U.S. Convoy Attacked In Kabul, 4 Dead
A suicide car bomber attacked a convoy of American contract workers and military personnel in the Afghan capital on Saturday, killing at least four civilians, officials said. A U.S. soldier opened fire afterward, killing one civilian and sparking an angry protest.
Saturday's blast killed the bomber, wrecked a taxi and other nearby vehicles, and shattered windows of roadside homes and shops.
Maj. Sheldon Smith, a U.S. spokesman for troops training Afghan police and army soldiers, said American contract workers and military personnel were in the convoy. A spokesman at the U.S. base at Bagram said workers with DynCorp, who are helping train Afghan police, were attacked.
Smith said the coalition "never intentionally endangers the lives of innocent Afghan civilians" but that the Taliban routinely and intentionally uses explosive devices in heavily populated areas.
Taliban spokesmen have warned Afghan civilians to avoid military convoys, but suicide bombings commonly kill or wound far more civilians than military targets a fact NATO repeatedly points out.
The Amerian soldier in a Humvee "mistakenly" opened fire on the crowd after the suicide attack, killing one civilian and wounding three, said Zalmai Khan, deputy Kabul police chief.
Afterward, a crowd of 50 to 100 people gathered, with some chanting "Death to America" and jabbing their arms at police.
One man in the crowd, Atta Mohammad, said the civilian killed by the U.S. soldier was just trying to buy credit for his cell phone. "Nobody among us was doing anything wrong," Mohammad said.

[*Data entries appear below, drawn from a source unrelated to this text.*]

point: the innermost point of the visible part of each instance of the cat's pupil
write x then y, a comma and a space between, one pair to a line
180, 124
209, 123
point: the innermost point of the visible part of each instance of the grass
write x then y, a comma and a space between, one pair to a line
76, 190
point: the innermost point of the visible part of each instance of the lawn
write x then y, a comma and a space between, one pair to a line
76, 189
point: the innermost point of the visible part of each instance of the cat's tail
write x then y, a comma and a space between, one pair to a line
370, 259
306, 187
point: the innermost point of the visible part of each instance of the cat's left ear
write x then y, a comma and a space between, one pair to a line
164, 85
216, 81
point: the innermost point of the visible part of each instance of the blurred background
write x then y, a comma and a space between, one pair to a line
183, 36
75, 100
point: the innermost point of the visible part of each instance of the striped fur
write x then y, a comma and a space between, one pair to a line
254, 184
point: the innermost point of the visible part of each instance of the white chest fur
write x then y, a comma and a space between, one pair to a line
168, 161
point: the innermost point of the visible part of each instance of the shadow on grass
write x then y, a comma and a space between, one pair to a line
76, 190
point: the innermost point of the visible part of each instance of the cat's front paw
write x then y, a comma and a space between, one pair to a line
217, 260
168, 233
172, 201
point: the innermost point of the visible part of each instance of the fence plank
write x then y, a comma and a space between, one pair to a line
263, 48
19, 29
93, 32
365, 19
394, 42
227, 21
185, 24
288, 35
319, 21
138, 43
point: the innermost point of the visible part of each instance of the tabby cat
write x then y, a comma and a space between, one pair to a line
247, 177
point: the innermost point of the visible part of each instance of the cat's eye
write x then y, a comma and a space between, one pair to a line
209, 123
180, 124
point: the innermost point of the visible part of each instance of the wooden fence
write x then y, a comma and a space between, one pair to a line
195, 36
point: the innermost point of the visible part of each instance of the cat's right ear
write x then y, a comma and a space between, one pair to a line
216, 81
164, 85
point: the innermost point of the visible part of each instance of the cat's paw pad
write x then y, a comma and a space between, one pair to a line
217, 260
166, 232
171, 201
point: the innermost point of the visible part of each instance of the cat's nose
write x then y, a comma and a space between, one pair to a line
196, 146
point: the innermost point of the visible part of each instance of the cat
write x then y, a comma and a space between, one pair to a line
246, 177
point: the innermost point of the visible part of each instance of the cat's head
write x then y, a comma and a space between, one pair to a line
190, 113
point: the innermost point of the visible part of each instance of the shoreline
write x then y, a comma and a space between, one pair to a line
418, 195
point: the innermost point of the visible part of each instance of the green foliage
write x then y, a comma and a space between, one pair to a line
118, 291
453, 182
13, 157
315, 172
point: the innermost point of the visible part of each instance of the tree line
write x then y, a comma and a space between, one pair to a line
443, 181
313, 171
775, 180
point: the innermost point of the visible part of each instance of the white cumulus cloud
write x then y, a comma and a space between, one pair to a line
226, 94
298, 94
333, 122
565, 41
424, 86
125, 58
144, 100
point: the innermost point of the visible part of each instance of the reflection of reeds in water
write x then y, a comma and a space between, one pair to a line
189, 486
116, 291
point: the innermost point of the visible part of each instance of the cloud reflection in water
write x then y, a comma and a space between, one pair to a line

"They are against us, they are against Afghans," said another, Abdul Rahim.
Zabiullah Mujahid, who claims to speak for the Taliban, said the militant group was behind the blast.
The explosion came amid a wave of violence in Afghanistan, particularly the volatile south, including a suicide blast on Friday that targeted a NATO convoy at Tirin Kot in Uruzgan province, killing 10 people including five children and a Dutch soldier.
Kabul has been spared the worst of this year's bloodshed that has claimed 2,300 lives so far, mostly insurgents, according to an AP count based on figures from U.S., NATO, U.N. and Afghan officials.
In Saturday's attack, witnesses gave a higher casualty count than police, saying seven or eight people had died.
"We were busy with our work making window frames. I heard a very strong sound, and when I turned around I saw a big fire in the street," said Mohammed Noor, 22, who owns a nearby carpentry shop. He said the blast fired bits of metal shorn from the attacker's car into his shop front.
Noor said he helped four seriously wounded people into cars to ferry them to hospital. He said at least seven people were killed and 10 were wounded.
Elsewhere, a soldier in the U.S.-led coalition was killed when a rocket-propelled grenade struck his vehicle Saturday in Uruzgan province, the coalition said. The soldier's nationality was not released.
Meanwhile, the Afghan Ministry of Defense said three soldiers were killed by a roadside bomb in Helmand province on Friday. It also said three "terrorists" an Arab, a Chechen and a Pakistani were killed during a U.S.-Afghan raid in Paktika province on Friday.
This spring supporters of the Taliban regime ousted by U.S.-led forces in late 2001 have increased bombings and suicide attacks, but NATO and U.S. forces claim operations in the south and east are seeing some success against the rebels.